His entire family had gone to the Police Control Room for his body but they were denied on the grounds that it will create a “law and problem”. To press their demand, they even registered a protest in Srinagar’s Press Enclave. It didn’t help.
As the fourth casualty in the Hyderpora “encounter”, Dr. Mudasir Gul, as per police, was an alleged militant associate and was involved in harbouring militants. His IT solutions shop has been termed as a “high-tech hideout” by police.
However, in January next year, Mudasir was supposed to inaugurate his IT setup in the form of a Call Centre, in the same building where he was killed.
“He was very much interested in business and his father always encouraged him,” one of his uncles said.“He was doing absolutely fine as a builder and had planned to open a call-centre for a better profit.”

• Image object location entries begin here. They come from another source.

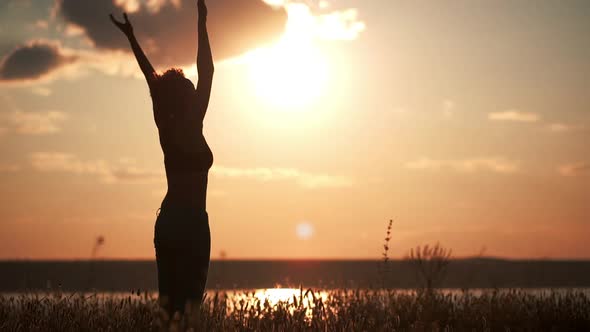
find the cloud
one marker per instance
(33, 61)
(167, 29)
(514, 115)
(121, 172)
(33, 123)
(304, 179)
(574, 169)
(495, 165)
(9, 168)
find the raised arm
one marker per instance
(204, 58)
(142, 60)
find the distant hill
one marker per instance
(101, 275)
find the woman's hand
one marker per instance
(125, 27)
(202, 8)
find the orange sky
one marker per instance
(467, 123)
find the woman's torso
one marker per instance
(187, 156)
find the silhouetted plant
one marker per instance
(384, 264)
(430, 264)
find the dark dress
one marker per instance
(182, 237)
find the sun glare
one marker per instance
(304, 231)
(293, 72)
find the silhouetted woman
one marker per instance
(182, 238)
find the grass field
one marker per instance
(340, 310)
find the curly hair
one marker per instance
(171, 75)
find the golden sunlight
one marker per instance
(304, 231)
(292, 73)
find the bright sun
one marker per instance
(293, 72)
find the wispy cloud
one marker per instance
(122, 172)
(33, 123)
(495, 165)
(514, 115)
(34, 60)
(127, 171)
(9, 168)
(304, 179)
(574, 169)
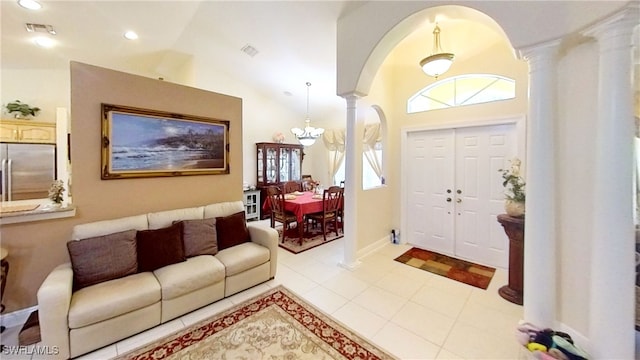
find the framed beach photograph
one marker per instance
(149, 143)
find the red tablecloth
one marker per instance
(303, 204)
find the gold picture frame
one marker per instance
(140, 143)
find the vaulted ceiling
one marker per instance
(295, 40)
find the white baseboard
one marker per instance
(17, 318)
(372, 247)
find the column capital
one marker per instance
(352, 99)
(618, 24)
(539, 54)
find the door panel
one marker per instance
(430, 175)
(466, 162)
(481, 151)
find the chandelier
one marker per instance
(309, 134)
(439, 62)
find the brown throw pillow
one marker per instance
(103, 258)
(160, 247)
(199, 237)
(232, 230)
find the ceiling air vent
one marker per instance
(40, 28)
(249, 50)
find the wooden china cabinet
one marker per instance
(277, 163)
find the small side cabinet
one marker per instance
(252, 205)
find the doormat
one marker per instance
(460, 270)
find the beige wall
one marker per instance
(35, 248)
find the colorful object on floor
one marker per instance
(460, 270)
(275, 325)
(312, 238)
(548, 343)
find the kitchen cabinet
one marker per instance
(27, 131)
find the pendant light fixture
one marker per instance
(309, 134)
(439, 62)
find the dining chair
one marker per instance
(291, 186)
(275, 197)
(331, 205)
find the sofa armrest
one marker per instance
(267, 237)
(54, 299)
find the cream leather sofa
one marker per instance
(80, 321)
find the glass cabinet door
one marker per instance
(260, 165)
(285, 159)
(295, 164)
(272, 165)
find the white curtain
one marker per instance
(372, 135)
(334, 142)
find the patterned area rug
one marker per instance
(460, 270)
(274, 325)
(312, 238)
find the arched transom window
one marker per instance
(462, 90)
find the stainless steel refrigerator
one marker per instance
(27, 170)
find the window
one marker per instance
(369, 177)
(372, 150)
(462, 90)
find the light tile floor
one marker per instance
(410, 313)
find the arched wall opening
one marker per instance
(574, 77)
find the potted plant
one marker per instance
(514, 186)
(55, 192)
(19, 109)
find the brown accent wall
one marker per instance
(37, 247)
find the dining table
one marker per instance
(301, 203)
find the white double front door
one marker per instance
(455, 191)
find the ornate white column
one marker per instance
(350, 260)
(539, 298)
(612, 296)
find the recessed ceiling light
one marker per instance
(130, 35)
(30, 4)
(43, 41)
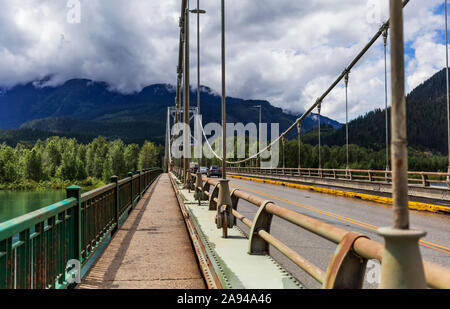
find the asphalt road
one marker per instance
(350, 214)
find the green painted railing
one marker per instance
(36, 248)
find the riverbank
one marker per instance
(56, 184)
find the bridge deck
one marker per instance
(152, 249)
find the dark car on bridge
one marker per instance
(214, 171)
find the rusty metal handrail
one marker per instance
(436, 276)
(415, 179)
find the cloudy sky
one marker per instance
(285, 51)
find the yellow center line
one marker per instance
(342, 218)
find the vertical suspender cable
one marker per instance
(198, 80)
(447, 86)
(385, 35)
(320, 154)
(346, 115)
(186, 143)
(299, 128)
(224, 117)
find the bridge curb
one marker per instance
(368, 197)
(209, 274)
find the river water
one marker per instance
(16, 203)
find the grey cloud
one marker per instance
(281, 50)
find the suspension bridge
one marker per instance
(253, 227)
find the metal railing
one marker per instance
(347, 266)
(35, 248)
(424, 179)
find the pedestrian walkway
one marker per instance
(151, 250)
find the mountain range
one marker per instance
(84, 109)
(426, 112)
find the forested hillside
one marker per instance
(426, 121)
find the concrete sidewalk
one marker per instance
(151, 250)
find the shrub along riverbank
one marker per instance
(59, 162)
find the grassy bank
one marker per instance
(88, 184)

Unaware of his orphan hood, Gul’s seven-year-old son, Kabeer, playfully roamed around the house demanding mourners, “Let’s play, till the baba returns home.”
“My brother has nothing to do with militancy,” Dr. Mudasir’s brother, Muzammil shrieks before a swarm of mourners try to calm him down.
“He was innocent. Please, give me back his body. I don’t want anything else, I just want to kiss his face one last time.”
At Barzulla, the two daughters are still calling their “Papa” home.
“He was our hope and support,” Maisara says. “They snatched him alive from us, but now they should at least return him dead to us.”